The court also concluded that, under the canon of ejusdem generis,
BIPA was "of the same kind, character, and nature of the enumerated
statutes" because BIPA, like the TCPA, CAN-SPAM Act, and FCRA, was
intended to protect an individual's "privacy interest."
Id. *7. The court also rejected Krishna as inapplicable
because it involved "a different exclusion than the one at issue
here," implicitly concluding that the addition of the FCRA to the list of
enumerated statutes and the addition of the words "collecting" and
"recording" were sufficient to bring BIPA within the scope of the
exclusion.
However, two more recent decisions from the Northern District of Illinois
have repudiated the Massachusetts Bay court's reasoning. First, in
Citizens Ins. Co. of Am. v. Thermoflex Waukegan LLC, 2022 WL 602534
(N.D. Ill. Mar. 1, 2022), the district court considered whether an identically
worded recording and distribution exclusion prohibited coverage for the
policyholder's alleged BIPA violation. Although the court did not cite
Massachusetts Bay, it relied on the Krishna court's
conclusion that BIPA was enacted to regulate the collection of a particular
type of information, whereas the statutes enumerated in the exclusion governed
either method of distributing information or, in the case of the FCRA, the use
of materials such as background reports. Accordingly, the court found that the
exclusion did not apply because "[on] its face, BIPA is not 'of the
same kind,' … as the TCPA, the CAN-SPAM Act, or the FCRA...."
Id. at *6.
In Citizens Ins. Co. of Am. v. Wynndalco Enter. LLC, 2022 WL
952534, at *1 (N.D. Ill. Mar. 30, 2022), the court directly addressed the
Massachusetts Bay court's conclusion that the enumerated statutes
in the exclusion all regulated "privacy" and, therefore, were
"of a kind" with BIPA. The Wynndalco court began by
rejecting the insurer's argument that BIPA was consistent with the
enumerated statutes insofar they all regulate "information" because
"reading the exclusion in this way would swallow the rule" as
"[m]ost statutes 'regulate … information' to some degree" and
interpreting the exclusion in such a broad manner would render other provisions
illusory. The court then opined that "the Massachusetts Bay court
did not grapple with the distinction between the two types of privacy that are
implicated in the enumerated statutes—privacy of personal information (as
concerns FCRA and FACTA), versus privacy from unwanted communications (as
concerns the TCPA and the CAN-SPAM Act)." Id. at *5.
Specifically, the court observed that "[t]he TCPA and the CAN-SPAM Act
protect 'privacy' by regulating unauthorized communications that
private citizens receive (e.g., telemarketing calls and spam emails),"

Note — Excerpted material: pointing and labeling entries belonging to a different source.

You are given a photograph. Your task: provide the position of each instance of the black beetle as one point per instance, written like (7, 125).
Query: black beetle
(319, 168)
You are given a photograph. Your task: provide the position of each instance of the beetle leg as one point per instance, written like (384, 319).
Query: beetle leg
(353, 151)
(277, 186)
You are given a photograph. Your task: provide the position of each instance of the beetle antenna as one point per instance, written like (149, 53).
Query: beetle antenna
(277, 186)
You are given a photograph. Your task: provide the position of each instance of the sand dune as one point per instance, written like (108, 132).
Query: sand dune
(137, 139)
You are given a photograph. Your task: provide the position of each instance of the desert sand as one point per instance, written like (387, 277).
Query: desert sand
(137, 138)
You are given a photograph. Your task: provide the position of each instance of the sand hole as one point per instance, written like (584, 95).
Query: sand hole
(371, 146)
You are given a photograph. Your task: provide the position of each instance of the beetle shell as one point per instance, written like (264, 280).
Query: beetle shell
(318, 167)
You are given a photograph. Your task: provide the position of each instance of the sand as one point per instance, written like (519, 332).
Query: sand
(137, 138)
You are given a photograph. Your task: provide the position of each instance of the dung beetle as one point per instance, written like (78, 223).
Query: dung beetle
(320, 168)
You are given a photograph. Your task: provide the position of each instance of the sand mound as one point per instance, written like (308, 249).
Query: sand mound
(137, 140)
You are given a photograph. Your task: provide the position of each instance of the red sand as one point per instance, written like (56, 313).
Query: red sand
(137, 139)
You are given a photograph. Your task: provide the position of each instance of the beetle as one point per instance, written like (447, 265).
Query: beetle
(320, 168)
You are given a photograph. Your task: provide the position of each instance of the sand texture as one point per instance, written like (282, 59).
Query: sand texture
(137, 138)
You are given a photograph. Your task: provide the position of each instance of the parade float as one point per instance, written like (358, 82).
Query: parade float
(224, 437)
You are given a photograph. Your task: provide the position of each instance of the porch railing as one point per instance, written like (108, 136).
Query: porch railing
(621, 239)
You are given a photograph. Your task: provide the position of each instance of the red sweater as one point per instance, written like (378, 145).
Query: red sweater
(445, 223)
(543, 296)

whereas "the FCRA, FACTA, and BIPA protect 'privacy' in a
different sense, by regulating how private entities must handle private
information that citizens give away (e.g., credit card numbers and facial
scans)." Id. Because the Massachusetts Bay court's
analysis did not consider this distinction between the two types of privacy
interests contemplated by the enumerated statutes, the Wynndalco court
declined to endorse its reasoning and instead held that, since there was no
common link between the enumerated statutes, the principle of ejusdem
generis could not be used to read the exclusion's "other
than" language as applying to BIPA. Instead, the court found that the
exclusion was "intractably ambiguous," and, thus, the insurer had not
met its burden of showing that the exclusion barred coverage for the underlying
action.
Implications of These Rulings
As these recent decisions illustrate, Krishna was not the last word
on whether the statutory violation exclusions apply to BIPA claims. Whether a
court is willing to apply the exclusions depends on how broadly it considers
the "purpose" of the enumerated statutes (i.e., whether it is enough
to say that the statutes protect privacy or whether the fact that there are
different types of privacy interests must be considered).
The more recent Illinois district court decisions that rejected the
Massachusetts Bay court's reasoning suggest that, at least in
Illinois, courts are not willing to provide the exclusion with an expansive
construction. Whether this holds true in other states, particularly as more
states enact biometric statutes patterned after BIPA, remains to be seen.